PESTE BRANCA
(N.E. - A gula é um pecado capital, e seu demônio mais aproximado é Belzebuth, ou Baalzebub, ou só Baal. Também conhecido como Senhor das Moscas.)
Meu mundo acabou várias centenas de anos depois que o mundo dos homens havia também encontrado seu fim. Uma grande catástrofe, a estrela Sol explodiu e varreu mais da metade de nosso planeta. Não houve tempo para preparativos. Tudo o que era vivo morreu, e tudo o que não era tornou-se inútil. Os poucos homens que sobreviveram esconderam-se debaixo da terra, em imitações sofríveis das condições de vida de outrora. O planeta dava seus suspiros finais, enquanto os homens ainda insistiam em viver em terminais subterrâneos espalhados por sua crosta. Estes terminais eram na verdade bunkers interligados entre si, instalados em cada país, capazes de salvar e proteger um limitado número de pessoas durante um limitado período de tempo.
Meus pais morreram quando eu ainda era bem pequena. Hoje tenho quinze anos e não me lembro mais de seus rostos. Somos descendentes de pessoas que foram importantes no mundo pré-apocalíptico, e por isso temos acesso a coisas que os demais não têm. Eu sou provavelmente a ultima pessoa que ainda sabe ler nesta sociedade. Não consigo compreender como as pessoas sob a terra conseguem viver um dia após o outro. Nem porque elas o fazem. Não somos mais nem sombra da sociedade de outros tempos. Apenas retratos pálidos enegrecidos pela sujeira e imundície de nossas vidas. Os terminais perderam há muito tempo a capacidade de sustentar a vida. Nossa única fonte de alimentação são os ratos, que, pelo que soube, hoje são totalmente diferentes do que eram antes da destruição do planeta.

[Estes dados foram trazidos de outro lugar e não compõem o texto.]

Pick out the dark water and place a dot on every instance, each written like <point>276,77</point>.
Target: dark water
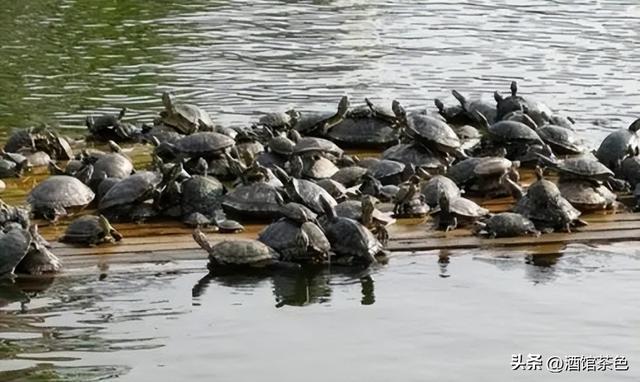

Não há enterro. Os mortos são jogados em um galpão comum onde os ratos se banqueteiam e nós caçamos. O sangue pútrido que jorra de seus corações é tudo o que temos para beber, e ainda que isso seja uma sentença de morte, a outra opção é ainda mais desagradável. Não há água para banho, nem mesmo a noção de higiene. Nossas peles são brancas, nossos corpos são magros e desnutridos, nossos olhos e cabelos são tão alvos que parecem um só com a pele. É difícil notar a diferença entre homens e mulheres, e a cópula é um ato tão desagradável, sujo e nojento, que os homens praticam com as crianças e jovens, como eu, antes de nos tornarmos imundos demais.
Eu não aceito isso. Não serei fornicada por estes animais. Não pretendo ter filhos e prorrogar o sofrimento desta raça sem propósito. Gostaria, do fundo de minha alma, que todos tivessem morrido no Acidente, e que eu não tivesse que fazer parte desta desgraça total.
Meu nome é Allaya Davenvoort e infelizmente tenho base de comparação para dizer o que poderia ser melhor ou pior do que esta vida que vivemos. Meu bisavô dizia que eu era muito especial. Contou-me histórias que ele ouviu de seus antepassados, que também ouviram de seus antepassados, de como era o planeta antes do Acidente. Histórias que me enchiam de ódio e mágoa, pois nunca fiz e nem farei parte daquela magia há muito perdida. Não sei como as coisas vivas que meu bisavô disse que vira em um livro antigo. Não consigo conceber a idéia de coisas que voavam livres no céu, até porque eu jamais vi o céu. Jamais vi o tal Sol, que segundo fui informada, ainda é possível ser visto sobre a superfície devastada do planeta Terra. Meu ódio me alimenta mais do que a carne podre dos ratos. Ao contar-me sobre o passado, creio que meu bisavô tenha tentado me imbuir de sonhos. Talvez ele acreditasse que um dia poderíamos voltar a viver na superfície.
Mas eu não. Não aquela escória maldita que vivia nos subterrâneos. Vivi toda minha vida no terminal de Juteland, onde compartilhei o parco espaço com mais de duzentas pessoas, inclusive aquelas crianças que cresceram comigo, mas só eu tinha conhecimento sobre o que fora o mundo lá fora, e só eu tenho um olhar diferente sobre o que somos hoje. E apenas eu ousei sair sozinha em busca de uma nova vida.